Tell HN: Google banned Railway's account. Everything down
22 points - today at 12:03 AM
Everything down including railway.com - this is a bad outage. :(
lotsoweiners
today at 1:24 AM
So the solution is the same as it has been for over a decade. Don’t do business with Google.
scorpioxy
today at 1:43 AM
I believe the problem was always the process that Google has where they tend to want to automate everything from the start and make it very difficult to reach a human and explain the situation. The service itself seems solid but if you make it difficult to address any problems when(not if) they occur then I won't be comfortable doing business with you. I stay away from their services for anything serious for this reason and always recommend to others to do the same.
It's going to be interesting to watch this unfold. Google's automation vs LLM agents, no humans from either side.
jesterson
today at 3:02 AM
> Don’t do business with Google.
If you think other big tech or bank won't do it for you if you "don't do anything wrong" - you might be delusional.

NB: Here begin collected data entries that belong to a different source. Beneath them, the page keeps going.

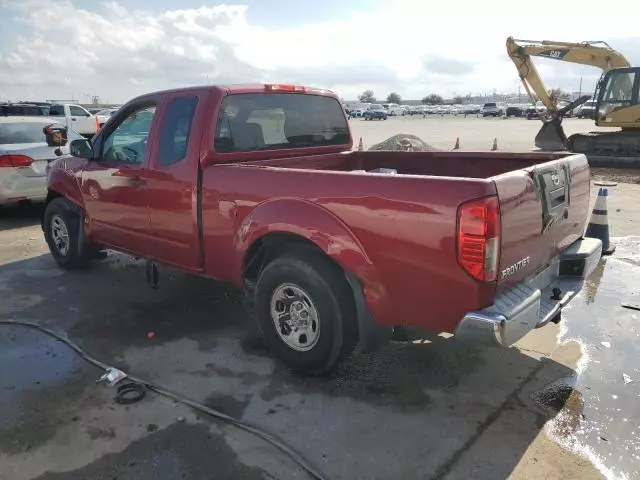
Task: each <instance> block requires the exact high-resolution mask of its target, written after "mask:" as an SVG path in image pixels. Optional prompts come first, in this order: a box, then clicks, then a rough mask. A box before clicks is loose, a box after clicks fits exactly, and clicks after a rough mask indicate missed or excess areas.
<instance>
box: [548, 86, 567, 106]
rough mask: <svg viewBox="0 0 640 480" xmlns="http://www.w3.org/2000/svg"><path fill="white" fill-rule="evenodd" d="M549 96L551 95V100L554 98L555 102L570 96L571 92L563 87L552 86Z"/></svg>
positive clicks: (549, 90)
mask: <svg viewBox="0 0 640 480" xmlns="http://www.w3.org/2000/svg"><path fill="white" fill-rule="evenodd" d="M549 96H550V97H551V100H553V103H557V102H558V101H560V100H564V99H566V98H568V97H569V93H567V92H565V91H564V90H562V89H561V88H552V89H551V90H549Z"/></svg>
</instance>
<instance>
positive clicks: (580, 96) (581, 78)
mask: <svg viewBox="0 0 640 480" xmlns="http://www.w3.org/2000/svg"><path fill="white" fill-rule="evenodd" d="M581 96H582V76H580V90H579V92H578V98H580V97H581Z"/></svg>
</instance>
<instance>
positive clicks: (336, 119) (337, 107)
mask: <svg viewBox="0 0 640 480" xmlns="http://www.w3.org/2000/svg"><path fill="white" fill-rule="evenodd" d="M348 141H349V129H348V126H347V121H346V118H345V115H344V111H343V109H342V107H341V105H340V103H339V102H338V101H337V100H336V99H335V98H331V97H323V96H318V95H300V94H289V93H246V94H237V95H230V96H228V97H227V98H225V99H224V101H223V102H222V106H221V107H220V114H219V116H218V125H217V128H216V136H215V140H214V147H215V149H216V151H218V152H223V153H229V152H246V151H252V150H269V149H286V148H305V147H318V146H328V145H344V144H346V143H347V142H348Z"/></svg>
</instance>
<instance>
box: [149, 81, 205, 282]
mask: <svg viewBox="0 0 640 480" xmlns="http://www.w3.org/2000/svg"><path fill="white" fill-rule="evenodd" d="M206 93H207V92H206V91H203V92H189V93H177V94H173V95H171V96H169V97H168V98H167V100H166V102H165V106H164V108H163V110H162V113H161V118H159V125H158V131H159V135H158V137H157V141H156V142H155V143H154V150H153V152H152V155H151V168H150V171H149V190H148V205H149V214H150V218H151V231H152V232H153V237H154V241H153V248H154V252H153V255H154V257H155V258H157V259H158V260H160V261H162V262H163V263H167V264H170V265H176V266H180V267H181V268H186V269H190V270H193V271H198V270H200V269H201V267H202V259H201V255H200V242H199V235H198V225H199V219H198V213H197V212H198V208H197V202H198V192H197V189H198V185H197V178H198V165H199V161H200V138H201V136H202V134H201V132H202V123H203V122H202V121H196V118H195V117H196V110H197V107H198V105H199V104H200V103H201V102H202V101H203V99H204V96H205V95H206ZM202 113H203V109H202V108H201V109H200V116H202ZM211 141H212V142H213V139H211Z"/></svg>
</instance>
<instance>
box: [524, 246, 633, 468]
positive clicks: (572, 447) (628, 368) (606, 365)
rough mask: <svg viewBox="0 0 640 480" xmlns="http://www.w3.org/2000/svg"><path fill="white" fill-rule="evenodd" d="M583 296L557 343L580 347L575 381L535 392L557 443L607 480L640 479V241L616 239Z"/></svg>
mask: <svg viewBox="0 0 640 480" xmlns="http://www.w3.org/2000/svg"><path fill="white" fill-rule="evenodd" d="M615 243H616V245H617V251H616V252H615V253H614V255H613V256H612V257H608V258H607V257H605V258H604V259H603V260H602V261H601V264H600V265H599V267H598V270H597V271H596V272H595V273H594V274H593V276H592V277H591V278H590V281H589V282H588V283H587V285H585V288H584V289H583V290H582V292H581V293H580V295H579V296H578V297H576V298H575V299H574V300H573V302H572V303H571V304H570V306H569V307H568V308H567V309H566V311H565V312H564V313H563V322H562V323H561V324H560V325H561V328H562V330H561V333H560V341H561V342H562V343H565V342H569V341H577V342H580V343H581V345H582V350H583V358H582V359H581V362H580V365H579V366H578V375H577V376H575V377H574V378H571V379H565V382H564V383H563V382H559V383H558V384H555V385H550V386H549V387H547V388H546V389H544V390H543V391H541V392H537V394H536V395H535V396H534V400H536V402H537V403H538V404H539V405H541V406H542V407H543V408H547V409H551V410H554V409H556V410H557V409H558V408H561V410H560V413H559V414H558V415H557V416H556V417H555V418H554V419H553V420H552V421H550V422H548V424H547V433H548V434H549V435H550V436H551V437H552V438H554V439H555V440H556V441H557V442H558V443H560V444H561V445H563V446H564V447H566V448H568V449H569V450H571V451H574V452H576V453H580V454H583V455H585V456H587V457H588V458H590V460H591V461H592V462H593V463H594V464H595V465H596V467H598V468H599V469H600V471H601V472H602V473H603V474H604V475H605V476H606V477H607V478H610V479H614V478H615V479H627V478H628V479H631V478H640V477H638V475H639V474H640V473H639V472H640V406H639V405H640V364H639V363H638V358H639V357H640V312H638V311H634V310H629V309H625V308H623V307H622V304H623V303H625V302H633V303H640V267H638V266H637V265H640V255H639V253H638V252H640V237H627V238H624V239H615Z"/></svg>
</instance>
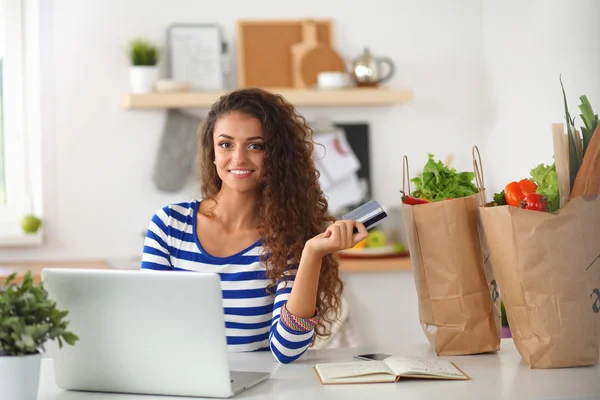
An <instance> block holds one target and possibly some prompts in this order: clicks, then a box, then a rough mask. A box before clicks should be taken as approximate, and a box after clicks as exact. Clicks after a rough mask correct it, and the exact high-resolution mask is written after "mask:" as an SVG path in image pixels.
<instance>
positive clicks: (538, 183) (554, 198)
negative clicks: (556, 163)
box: [529, 163, 560, 211]
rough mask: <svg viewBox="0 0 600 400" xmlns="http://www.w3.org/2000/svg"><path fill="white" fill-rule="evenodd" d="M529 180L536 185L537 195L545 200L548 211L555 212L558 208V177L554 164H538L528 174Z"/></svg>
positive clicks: (558, 204) (553, 163)
mask: <svg viewBox="0 0 600 400" xmlns="http://www.w3.org/2000/svg"><path fill="white" fill-rule="evenodd" d="M529 173H530V175H531V179H532V180H533V181H534V182H535V183H536V184H537V185H538V188H537V190H536V192H537V193H539V194H541V195H542V196H544V197H545V198H546V201H547V202H548V211H556V210H558V208H559V206H560V198H559V192H558V175H557V174H556V164H554V163H553V164H552V165H544V164H539V165H538V166H537V167H535V168H533V169H532V170H531V171H530V172H529Z"/></svg>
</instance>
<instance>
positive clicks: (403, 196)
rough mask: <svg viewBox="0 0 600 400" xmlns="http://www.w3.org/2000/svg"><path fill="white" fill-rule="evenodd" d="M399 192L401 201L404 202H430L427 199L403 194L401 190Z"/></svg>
mask: <svg viewBox="0 0 600 400" xmlns="http://www.w3.org/2000/svg"><path fill="white" fill-rule="evenodd" d="M400 193H402V202H403V203H404V204H410V205H415V204H427V203H431V202H430V201H429V200H427V199H420V198H418V197H413V196H407V195H406V194H404V192H403V191H402V190H401V191H400Z"/></svg>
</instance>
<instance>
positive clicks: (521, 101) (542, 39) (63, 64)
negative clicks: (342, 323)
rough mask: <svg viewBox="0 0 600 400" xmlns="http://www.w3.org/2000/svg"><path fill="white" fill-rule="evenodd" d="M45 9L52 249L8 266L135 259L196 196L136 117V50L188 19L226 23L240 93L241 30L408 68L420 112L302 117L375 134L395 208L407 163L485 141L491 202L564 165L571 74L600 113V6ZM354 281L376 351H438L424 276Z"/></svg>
mask: <svg viewBox="0 0 600 400" xmlns="http://www.w3.org/2000/svg"><path fill="white" fill-rule="evenodd" d="M41 3H42V7H43V9H42V17H41V20H40V23H41V25H40V26H41V47H42V50H43V52H42V55H41V61H42V63H43V66H44V68H43V72H42V81H41V86H42V89H43V91H42V96H41V108H42V120H41V121H40V124H41V129H42V140H41V154H42V159H41V170H42V171H43V173H42V181H41V182H42V183H41V188H42V195H43V219H44V234H45V239H44V240H45V242H44V244H43V245H42V246H39V247H23V248H22V247H15V248H1V247H0V262H9V261H18V260H41V261H45V260H84V259H108V260H111V262H113V263H115V264H119V263H127V262H130V261H131V260H132V259H134V258H135V257H139V254H140V253H141V250H142V240H143V238H142V232H143V231H144V230H145V229H146V227H147V224H148V222H149V219H150V218H151V216H152V214H153V213H154V212H155V211H156V210H157V209H158V208H160V207H162V206H164V205H165V204H168V203H171V202H179V201H185V200H188V199H191V198H195V197H197V194H198V192H197V186H196V185H195V184H194V183H193V182H190V184H188V185H187V186H186V187H185V189H183V190H182V191H180V192H178V193H163V192H160V191H159V190H157V189H156V187H155V186H154V185H153V182H152V173H153V165H154V162H155V156H156V152H157V148H158V145H159V142H160V138H161V133H162V129H163V125H164V123H165V118H166V112H165V111H164V110H153V111H139V110H135V111H131V110H124V109H123V108H122V107H121V100H122V97H123V95H125V94H126V93H127V92H128V90H129V82H128V75H127V71H128V67H129V62H128V59H127V56H126V52H125V49H126V46H127V43H128V42H129V41H130V40H131V39H133V38H135V37H140V36H141V37H145V38H147V39H149V40H152V41H155V42H158V43H160V44H161V45H162V46H164V45H165V39H166V29H167V28H168V26H169V25H171V24H173V23H217V24H219V25H220V26H221V28H222V31H223V33H224V35H225V38H226V40H227V42H228V43H229V47H230V50H231V51H230V53H229V54H230V64H231V67H232V76H231V77H230V79H229V80H228V88H234V87H235V86H236V84H237V82H236V73H235V71H236V66H237V64H236V63H237V60H236V54H235V49H236V21H237V20H238V19H287V18H290V19H301V18H325V19H329V18H331V19H333V20H334V22H335V43H334V44H335V49H336V50H337V51H338V52H339V53H340V54H341V55H342V56H343V57H344V58H345V59H347V60H350V59H352V58H354V57H356V56H358V55H359V54H360V53H362V51H363V48H364V47H365V46H368V47H369V48H370V49H371V51H372V52H373V53H374V54H375V55H377V56H386V57H390V58H391V59H392V60H393V61H394V63H395V66H396V71H395V74H394V77H393V78H392V79H391V81H389V82H387V83H386V86H389V87H392V88H410V89H412V90H413V91H414V98H413V99H412V100H411V101H410V102H408V103H403V104H399V105H392V106H372V107H327V108H321V107H300V108H299V111H300V112H301V113H302V114H304V115H305V116H306V117H307V118H309V119H316V118H321V117H325V118H328V119H330V120H332V121H336V122H344V123H351V122H367V123H368V124H369V127H370V149H371V157H370V159H371V165H370V170H371V178H372V182H371V183H372V190H373V195H374V197H375V198H376V199H378V200H379V201H380V202H381V203H382V204H385V205H388V206H392V205H397V204H399V203H400V194H399V192H398V190H399V189H400V187H401V181H402V164H401V162H402V156H403V155H405V154H406V155H407V156H408V157H409V161H410V166H411V171H417V170H418V169H419V168H422V166H423V165H424V163H425V161H426V159H427V153H433V154H434V155H435V156H436V158H439V159H442V160H444V159H446V158H447V157H448V156H449V155H452V156H453V166H454V167H456V168H457V169H458V170H471V169H472V164H471V147H472V146H473V145H478V147H479V149H480V151H481V155H482V157H483V166H484V168H485V176H486V184H487V185H486V186H487V187H488V188H489V190H490V191H499V190H501V188H502V187H503V186H504V185H505V183H506V182H508V181H510V180H513V179H517V178H518V179H520V178H521V177H524V176H527V175H528V174H529V170H530V169H531V168H533V167H534V166H536V165H537V164H539V163H542V162H544V163H547V164H550V163H552V161H553V160H552V154H553V151H552V140H551V124H552V123H553V122H561V121H564V107H563V103H562V92H561V89H560V83H559V80H558V77H559V74H560V73H562V76H563V82H564V84H565V89H566V91H567V100H568V102H569V106H570V110H571V113H572V114H575V115H578V114H579V112H578V110H577V109H576V106H577V104H579V101H578V97H579V96H580V95H582V94H585V95H587V97H588V99H589V100H590V102H591V104H592V105H593V106H595V107H596V109H598V108H600V73H599V71H600V22H599V21H600V18H599V17H600V2H598V1H595V0H577V1H558V0H553V1H517V0H510V1H503V2H498V1H492V0H460V1H454V2H448V1H445V0H428V1H421V2H414V1H401V0H389V1H386V0H371V1H370V2H368V3H361V4H359V3H357V4H355V5H351V4H350V3H348V2H346V1H342V0H330V1H317V0H305V1H303V2H296V3H293V5H292V3H285V2H275V1H267V0H255V1H252V2H244V1H227V2H210V3H208V2H198V1H194V0H173V1H170V2H165V1H159V0H128V1H118V0H106V1H94V2H90V1H85V2H82V1H76V0H51V1H47V2H41ZM162 63H164V61H163V62H161V64H162ZM162 67H164V65H162ZM202 112H206V110H200V114H199V115H202V114H201V113H202ZM344 279H345V280H346V282H347V284H348V287H347V291H346V295H347V297H348V300H349V303H350V310H351V315H352V318H353V320H354V321H355V322H357V324H356V325H357V329H358V333H359V337H360V338H362V339H361V340H364V341H368V342H373V341H377V342H378V343H381V344H385V343H390V342H392V341H397V340H402V341H405V342H425V341H426V339H425V336H424V335H423V333H422V332H421V329H420V327H419V325H418V317H417V312H418V310H417V299H416V292H415V289H414V283H413V281H412V274H411V272H410V271H390V272H360V273H358V272H357V273H346V274H345V275H344ZM390 308H393V309H394V310H396V311H394V312H392V313H390V312H389V310H390Z"/></svg>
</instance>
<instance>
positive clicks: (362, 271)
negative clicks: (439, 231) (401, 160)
mask: <svg viewBox="0 0 600 400" xmlns="http://www.w3.org/2000/svg"><path fill="white" fill-rule="evenodd" d="M338 261H339V263H340V272H378V271H402V270H411V269H412V265H411V263H410V257H393V258H365V259H359V258H356V259H350V258H338ZM44 268H84V269H90V268H91V269H111V268H112V266H111V265H110V264H109V263H108V261H106V260H81V261H51V262H42V261H33V262H26V261H17V262H3V263H0V284H1V283H2V282H3V281H4V280H5V279H6V278H7V277H8V276H9V275H10V274H11V273H13V272H16V273H17V274H18V276H17V280H16V281H17V282H21V281H22V278H23V274H25V272H27V271H31V273H32V275H33V280H34V282H39V281H40V279H41V272H42V269H44Z"/></svg>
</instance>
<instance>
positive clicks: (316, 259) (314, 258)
mask: <svg viewBox="0 0 600 400" xmlns="http://www.w3.org/2000/svg"><path fill="white" fill-rule="evenodd" d="M323 257H325V254H321V253H320V252H318V251H316V250H315V249H313V248H312V246H311V245H310V243H308V242H307V243H306V245H305V246H304V249H303V250H302V260H303V261H304V263H309V264H310V265H314V264H318V265H319V266H320V265H321V262H322V261H323Z"/></svg>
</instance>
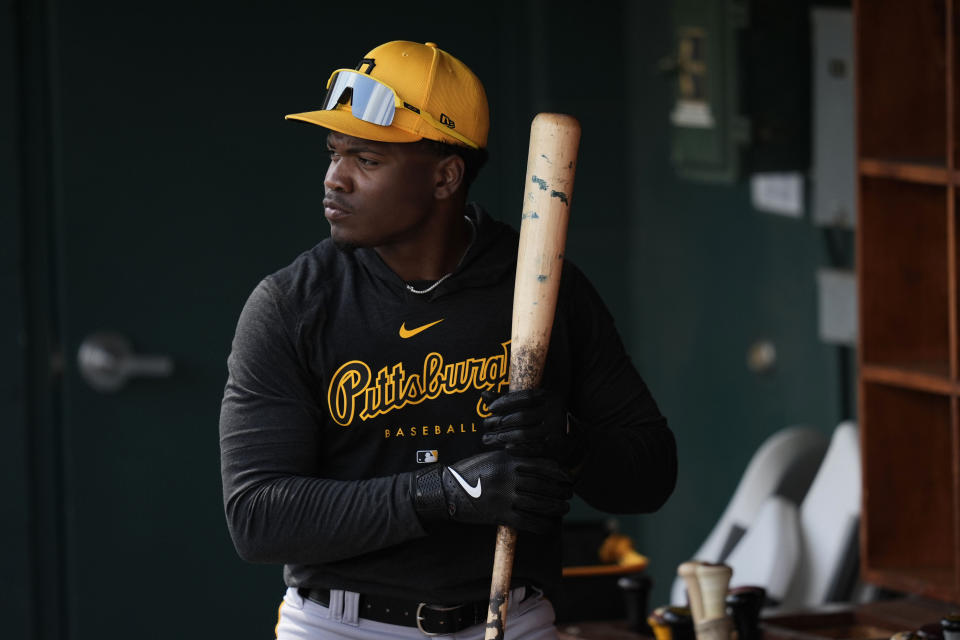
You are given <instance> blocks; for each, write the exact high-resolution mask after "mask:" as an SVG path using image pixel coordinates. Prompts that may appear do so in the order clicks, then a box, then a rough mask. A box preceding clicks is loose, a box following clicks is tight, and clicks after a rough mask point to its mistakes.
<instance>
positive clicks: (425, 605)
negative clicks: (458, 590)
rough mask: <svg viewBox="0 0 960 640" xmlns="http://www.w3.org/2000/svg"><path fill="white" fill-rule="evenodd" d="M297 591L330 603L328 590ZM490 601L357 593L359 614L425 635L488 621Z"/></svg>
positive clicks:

The only way to fight it is redundancy. Dont vendor lock in all you stuff in aws/google/cf/whatever. They can (and will) fuck you up at some point.
mcontrerazCL
today at 12:20 AM
Identified
Google Cloud has blocked our account, making some Railway services unavailable. We have escalated this directly with Google. The Railway Platform team has since confirmed access to Google Cloud and is working on restoring access to all workloads. We have access to some of our Google Cloud–hosted infrastructure and are working to restore the rest of the service. We apologize for the disruption.
jonnyasmar
today at 12:11 AM
The killer isn't "you can get banned" — that risk is known and quantifiable. It's "no human-reachable appeals process and no SLA on resolution." The unknown duration of the outage is what's existential, not the ban.
The mitigation playbook is brutal but well-known: DNS not locked to the vendor, data restorable from off-vendor backups, working credentials with a second provider. Most startups skip it because the math doesn't pencil — until it does, and then they're shutting down within a week.
ErystelaThevale
today at 12:21 AM
Railway had a similar reliability issue two weeks ago when an AI agent deleted a customer's production database via their API — no confirmation step, no environment scoping. Now this. Both incidents suggest the same pattern: infrastructure decisions made without thinking through failure modes, fixed reactively after damage is done.
I wouldn't blame that incident on Railway.. you can delete your prod database on AWS just as easily with their API.
That incident wasn't Railways fault at all. Don't use AI in your staging and prod tools.
jesterson
today at 3:04 AM
If everyone can delete your prod database via API or by any other means - you need to sack CTO without severance package.